Salut tout le monde. Une nouvelle étape se termine pour nous, puisque nous venons de terminer notre traversée retour. Celle-ci nous a paru à tous bien plus rapide que ce que nous avions imaginé, ce qui indique que chacun a su s’occuper à sa façon. Aussi, afin de changer, nous avons décidé de vous la raconter sous la forme d’un abécédaire. Bonne lecture et à bientôt.
Paul et Régis.







A : Anticyclone des Açores. Vous avez sûrement entendu parler de l’anticyclone des Açores, lorsqu’après le journal de vingt heures vous regardez la météo de Catherine Laborde, d’Evelyne Délhiat ou de Sébastien Folin, eh bien ça y est nous sommes dedans. Grâce à lui nous avons du soleil mais malheureusement le vent nous manque.

B : la Barre. C’est le seul endroit du bateau qui ne fut jamais déserté durant plus de 410 heures. Nous avons cependant dû instaurer une feuille afin de comptabiliser le temps de barre de chacun, car pour que cela soit équitable il faut que chacun d’entre nous barre 1h20 par jour.

C : Cachalot. Ca y est nous avons enfin vu de gros cétacés. Tout d’abord, une queue de baleine franche selon Kélig et Manu, nos deux spécialistes en la matière. Puis ce fut au tour de deux cachalots qui se sont laissé approcher à moins de 50 mètres. Nous verrons ensuite un bébé cachalot qui saigne de la queue, passé à moins d’un mètre du bateau. Et enfin, sur la fin de la traversée, nous verrons plusieurs jets et réussirons à en distinguer deux nouveaux.

D : les Dictées de Mme Decré. La traversée fut ponctuée par plusieurs dictées menées par Marion, qui hérita du coup du nom de Madame « Deux Craies ».

E : Extra-terrestre. Rassurez-vous, nous n’en avons pas vu pour de vrai, mais ceux que nous avons vus nous ont fait bien rire. (cf : texte de Paul du 17/06 du prochain journal).

F : Foot. Nous avons essayé tant bien que mal via la BLU (notre radio de bord) de suivre les résultats des différents matchs. Afin d’impliquer tout le monde, nous avons aussi fait chacun des pronostics sur le parcours de l’équipe de France ainsi que sur le gagnant de la coupe. Affaire à suivre.

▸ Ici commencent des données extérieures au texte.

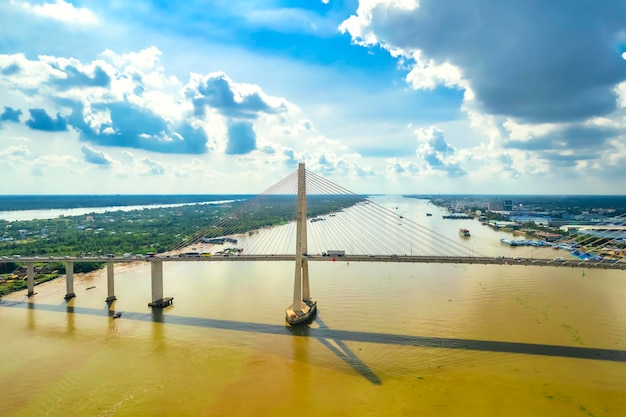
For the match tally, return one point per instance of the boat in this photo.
(308, 310)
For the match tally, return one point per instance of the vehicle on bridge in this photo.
(334, 252)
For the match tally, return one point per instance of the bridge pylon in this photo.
(303, 308)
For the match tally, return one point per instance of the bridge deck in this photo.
(569, 263)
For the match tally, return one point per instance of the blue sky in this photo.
(397, 96)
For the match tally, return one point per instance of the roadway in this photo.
(483, 260)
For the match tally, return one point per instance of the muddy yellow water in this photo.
(390, 339)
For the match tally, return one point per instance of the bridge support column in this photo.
(30, 278)
(156, 272)
(69, 280)
(303, 308)
(110, 283)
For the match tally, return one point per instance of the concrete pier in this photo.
(156, 272)
(69, 280)
(30, 278)
(110, 283)
(303, 308)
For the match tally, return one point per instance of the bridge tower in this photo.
(303, 308)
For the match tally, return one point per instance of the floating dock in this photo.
(162, 303)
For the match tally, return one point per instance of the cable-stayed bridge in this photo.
(360, 228)
(307, 218)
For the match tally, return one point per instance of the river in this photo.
(389, 339)
(15, 215)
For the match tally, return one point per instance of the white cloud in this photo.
(62, 11)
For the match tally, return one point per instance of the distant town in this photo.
(547, 217)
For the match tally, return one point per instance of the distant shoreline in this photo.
(44, 202)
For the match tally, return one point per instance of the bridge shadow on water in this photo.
(325, 335)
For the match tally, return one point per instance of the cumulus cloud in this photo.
(218, 91)
(154, 167)
(436, 152)
(532, 61)
(10, 115)
(241, 138)
(15, 151)
(74, 77)
(41, 120)
(128, 100)
(95, 157)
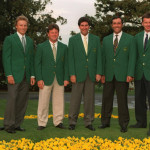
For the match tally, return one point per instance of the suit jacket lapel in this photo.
(80, 43)
(122, 40)
(110, 42)
(27, 45)
(49, 50)
(90, 41)
(17, 40)
(148, 45)
(58, 51)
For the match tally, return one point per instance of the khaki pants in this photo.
(57, 104)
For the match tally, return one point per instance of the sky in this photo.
(71, 10)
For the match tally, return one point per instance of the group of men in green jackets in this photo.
(120, 59)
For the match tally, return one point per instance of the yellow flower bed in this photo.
(73, 143)
(81, 115)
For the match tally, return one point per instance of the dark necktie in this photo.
(115, 44)
(145, 42)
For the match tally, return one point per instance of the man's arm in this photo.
(6, 56)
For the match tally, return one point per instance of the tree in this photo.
(130, 10)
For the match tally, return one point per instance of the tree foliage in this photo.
(130, 10)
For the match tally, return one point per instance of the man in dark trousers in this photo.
(142, 73)
(119, 57)
(85, 67)
(18, 59)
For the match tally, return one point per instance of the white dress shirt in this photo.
(119, 36)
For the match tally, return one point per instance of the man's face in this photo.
(22, 27)
(146, 24)
(53, 35)
(117, 25)
(84, 28)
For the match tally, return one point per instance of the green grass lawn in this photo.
(50, 131)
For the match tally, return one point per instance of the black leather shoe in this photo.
(2, 128)
(103, 126)
(123, 129)
(137, 126)
(61, 126)
(40, 128)
(10, 131)
(20, 129)
(71, 127)
(90, 127)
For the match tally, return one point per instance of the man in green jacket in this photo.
(119, 58)
(18, 59)
(85, 67)
(51, 69)
(142, 73)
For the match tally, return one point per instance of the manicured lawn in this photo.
(32, 133)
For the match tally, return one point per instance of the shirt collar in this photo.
(54, 43)
(84, 36)
(20, 35)
(119, 34)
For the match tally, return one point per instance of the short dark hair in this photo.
(146, 15)
(116, 17)
(22, 17)
(83, 19)
(53, 26)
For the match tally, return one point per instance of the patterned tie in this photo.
(145, 42)
(54, 51)
(85, 44)
(23, 43)
(115, 44)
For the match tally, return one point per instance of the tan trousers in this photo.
(57, 104)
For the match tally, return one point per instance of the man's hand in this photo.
(98, 77)
(32, 81)
(41, 84)
(129, 79)
(11, 80)
(103, 79)
(66, 83)
(73, 79)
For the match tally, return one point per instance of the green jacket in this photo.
(45, 66)
(122, 64)
(79, 63)
(15, 61)
(143, 58)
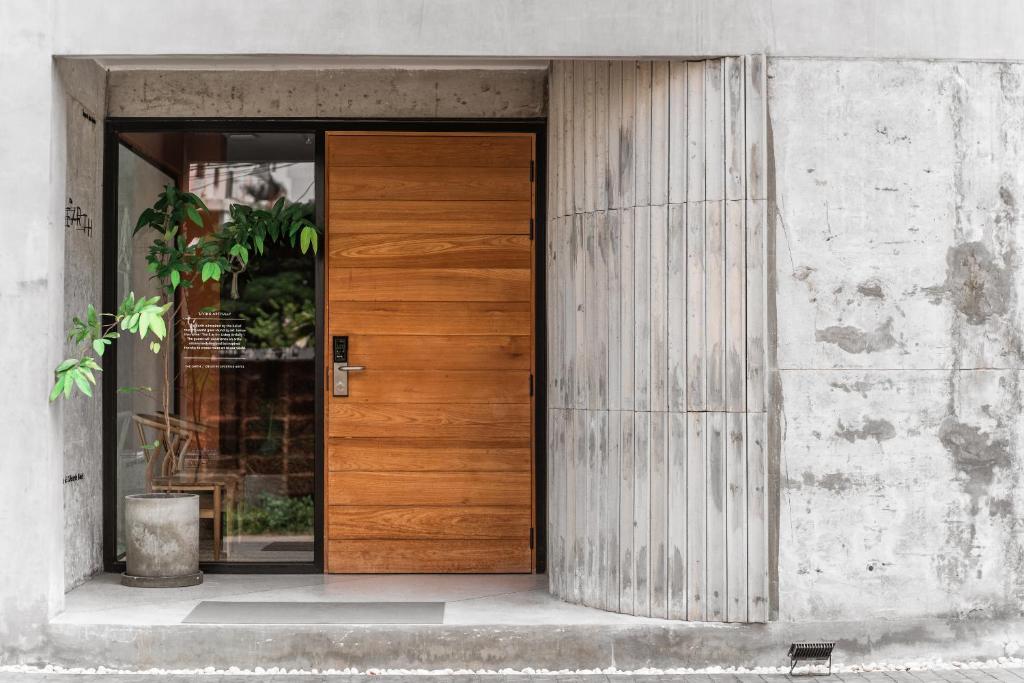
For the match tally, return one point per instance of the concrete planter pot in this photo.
(162, 539)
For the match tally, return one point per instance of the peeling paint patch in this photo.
(871, 288)
(976, 454)
(879, 429)
(855, 340)
(978, 284)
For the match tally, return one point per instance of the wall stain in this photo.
(855, 340)
(871, 288)
(978, 284)
(976, 455)
(877, 428)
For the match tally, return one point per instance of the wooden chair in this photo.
(175, 475)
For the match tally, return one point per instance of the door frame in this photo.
(318, 127)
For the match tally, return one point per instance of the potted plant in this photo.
(162, 526)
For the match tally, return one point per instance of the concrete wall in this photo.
(656, 345)
(84, 102)
(330, 92)
(975, 29)
(31, 292)
(899, 188)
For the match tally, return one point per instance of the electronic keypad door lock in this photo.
(341, 367)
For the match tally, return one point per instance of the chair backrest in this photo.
(172, 454)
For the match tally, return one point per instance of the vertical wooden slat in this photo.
(676, 488)
(757, 147)
(568, 118)
(626, 526)
(677, 132)
(757, 532)
(735, 516)
(592, 549)
(579, 254)
(658, 307)
(628, 141)
(600, 311)
(714, 131)
(641, 514)
(614, 288)
(659, 134)
(695, 347)
(715, 303)
(579, 137)
(641, 294)
(696, 531)
(756, 221)
(612, 519)
(642, 153)
(601, 135)
(590, 135)
(658, 514)
(694, 131)
(614, 124)
(735, 309)
(735, 121)
(715, 591)
(627, 232)
(676, 316)
(581, 470)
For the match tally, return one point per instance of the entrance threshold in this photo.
(491, 622)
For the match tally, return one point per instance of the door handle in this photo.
(340, 382)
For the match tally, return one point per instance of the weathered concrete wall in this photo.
(342, 93)
(656, 318)
(84, 87)
(630, 29)
(31, 293)
(899, 187)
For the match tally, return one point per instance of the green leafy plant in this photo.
(178, 264)
(276, 514)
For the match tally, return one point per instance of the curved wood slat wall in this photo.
(655, 249)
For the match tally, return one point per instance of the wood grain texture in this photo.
(677, 132)
(735, 517)
(439, 386)
(441, 351)
(430, 317)
(715, 592)
(426, 487)
(366, 150)
(757, 505)
(459, 521)
(420, 183)
(404, 455)
(463, 285)
(388, 216)
(443, 556)
(435, 251)
(715, 303)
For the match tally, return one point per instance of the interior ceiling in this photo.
(294, 61)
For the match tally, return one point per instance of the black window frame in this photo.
(114, 126)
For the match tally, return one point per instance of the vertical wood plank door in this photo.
(430, 274)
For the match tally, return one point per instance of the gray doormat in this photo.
(290, 546)
(210, 611)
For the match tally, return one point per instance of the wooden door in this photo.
(430, 274)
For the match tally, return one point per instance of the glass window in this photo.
(239, 359)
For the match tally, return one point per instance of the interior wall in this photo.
(656, 317)
(84, 95)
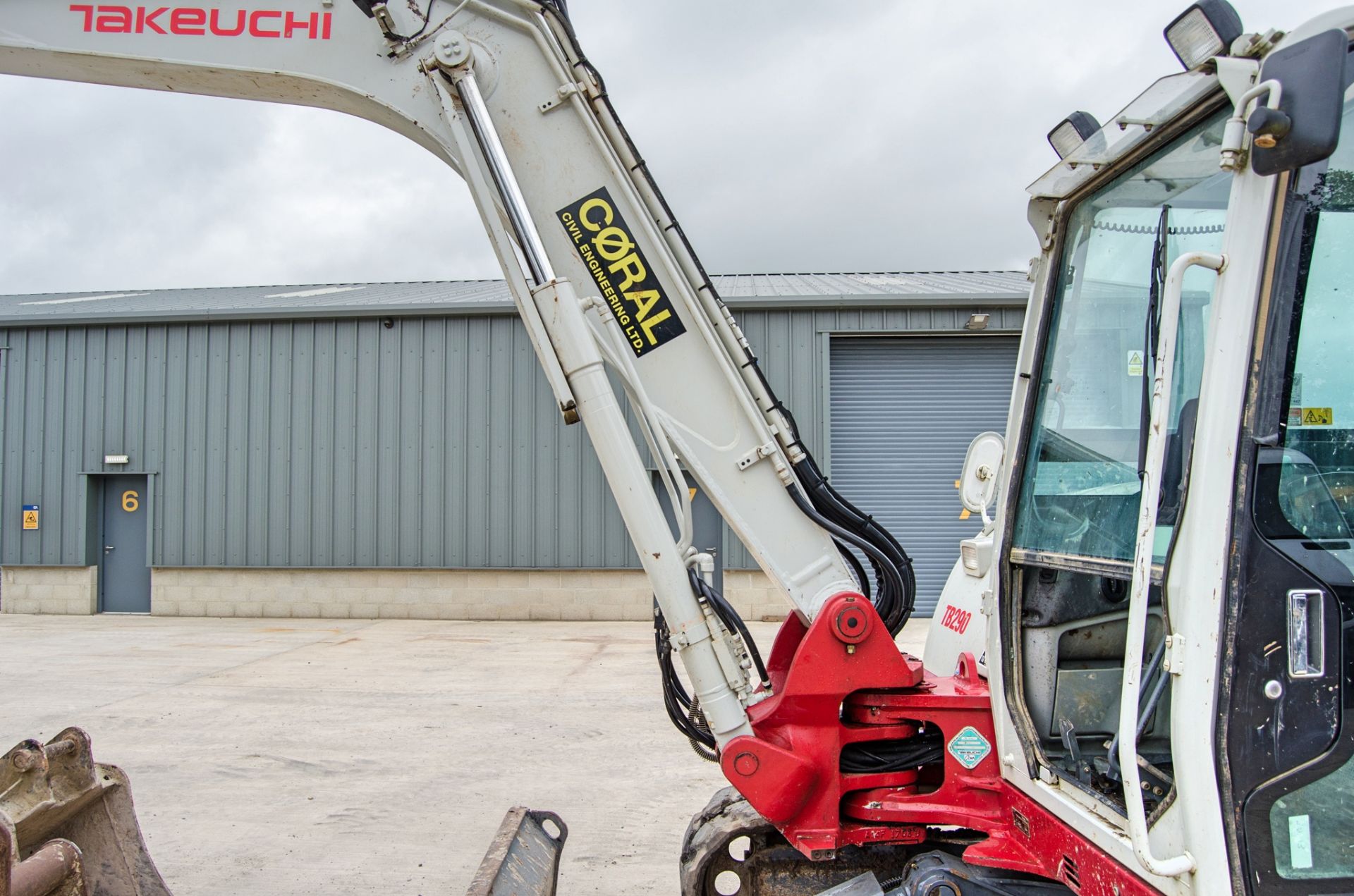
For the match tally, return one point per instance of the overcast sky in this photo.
(788, 135)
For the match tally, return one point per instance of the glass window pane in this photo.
(1081, 489)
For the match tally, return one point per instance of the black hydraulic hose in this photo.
(841, 512)
(855, 566)
(731, 620)
(894, 615)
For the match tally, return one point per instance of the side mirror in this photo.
(1305, 125)
(978, 479)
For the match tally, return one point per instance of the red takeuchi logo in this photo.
(200, 20)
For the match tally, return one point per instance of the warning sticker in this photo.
(1311, 417)
(622, 272)
(970, 747)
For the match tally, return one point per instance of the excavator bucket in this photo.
(525, 856)
(68, 826)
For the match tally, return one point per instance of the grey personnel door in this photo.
(903, 412)
(123, 573)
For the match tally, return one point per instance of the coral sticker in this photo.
(970, 747)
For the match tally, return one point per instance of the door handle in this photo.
(1305, 634)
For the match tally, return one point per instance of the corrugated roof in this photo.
(481, 297)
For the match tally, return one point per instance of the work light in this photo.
(1202, 32)
(1071, 133)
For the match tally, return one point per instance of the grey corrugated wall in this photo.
(434, 443)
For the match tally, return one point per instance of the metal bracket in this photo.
(562, 94)
(1174, 661)
(756, 454)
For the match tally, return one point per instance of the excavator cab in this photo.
(1158, 701)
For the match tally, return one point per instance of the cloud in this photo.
(787, 137)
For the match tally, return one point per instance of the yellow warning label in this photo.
(1311, 417)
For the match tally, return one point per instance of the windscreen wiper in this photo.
(1157, 282)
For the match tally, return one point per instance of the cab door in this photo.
(1288, 678)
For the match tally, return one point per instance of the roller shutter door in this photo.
(903, 412)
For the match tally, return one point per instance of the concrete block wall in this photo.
(71, 591)
(485, 594)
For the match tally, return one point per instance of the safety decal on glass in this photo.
(604, 243)
(970, 747)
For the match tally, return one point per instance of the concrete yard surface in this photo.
(370, 757)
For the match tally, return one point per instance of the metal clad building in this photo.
(393, 448)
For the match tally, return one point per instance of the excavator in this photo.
(1142, 663)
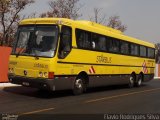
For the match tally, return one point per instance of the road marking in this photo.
(122, 95)
(37, 111)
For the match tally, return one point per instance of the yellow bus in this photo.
(58, 54)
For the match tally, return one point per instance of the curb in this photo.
(2, 85)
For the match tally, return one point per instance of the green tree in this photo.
(9, 17)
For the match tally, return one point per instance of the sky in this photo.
(141, 16)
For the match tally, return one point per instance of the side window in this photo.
(143, 51)
(134, 49)
(113, 45)
(65, 42)
(124, 47)
(83, 39)
(151, 53)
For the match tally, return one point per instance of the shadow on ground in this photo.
(32, 92)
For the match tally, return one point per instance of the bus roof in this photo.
(89, 26)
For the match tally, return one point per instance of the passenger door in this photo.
(65, 45)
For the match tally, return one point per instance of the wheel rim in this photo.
(78, 83)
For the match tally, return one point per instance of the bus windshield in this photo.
(36, 40)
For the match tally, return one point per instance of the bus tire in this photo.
(139, 80)
(79, 86)
(131, 81)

G : Guitare. Depuis que Kélig est à bord, c’est un son devenu familier, surtout depuis que Bonnie s’y est mise sérieusement.

H : Humidité. Comme celle que nous avons durant notre fin de traversée dans les cabines et plus particulièrement dans les draps.

I : Imagination. Tout le monde en a à revendre concernant le retour et les projets qu’il entrevoit une fois chez lui. La fin approche et ça se sent à bord de GN.

J : Jeu. Même si les jeux collectifs sont désormais possibles, ceux auxquels tout le monde participent restent rares (N’est-ce pas Paul ?). Heureusement la baignade reste une activité appréciée par tous.

K : comme K.way. Bon en ce qui nous concerne nous avons plutôt des cirés et cette fois-ci il a bien fallu s’en servir. On peut même dire que nous étions contents de les trouver lorsque la pluie nous a accompagnés durant quelques jours (en discontinu).
L : Lecture. Ca y est enfin, tout le monde lit des livres. L’activité lecture a en effet connu beaucoup de succès durant la traversée. Pour Manu ce fut deux livres de Bernard Werber. Paul a de son côté commencé Into the Wild qu’il compte abandonner au profit d’un livre du navigateur Bernard Moitessier. Ismaël a lu Albatros. Bonnie s’est fait lire Deux graines de cacao et a lu seule Enfant de la samba. Juliette lit quatre livres en même temps. Les grands ont bien entendu eux aussi pris le temps de lire de leur côté. Sans oublier que Kélig nous a aussi lu le Cri de la baleine en lecture collective.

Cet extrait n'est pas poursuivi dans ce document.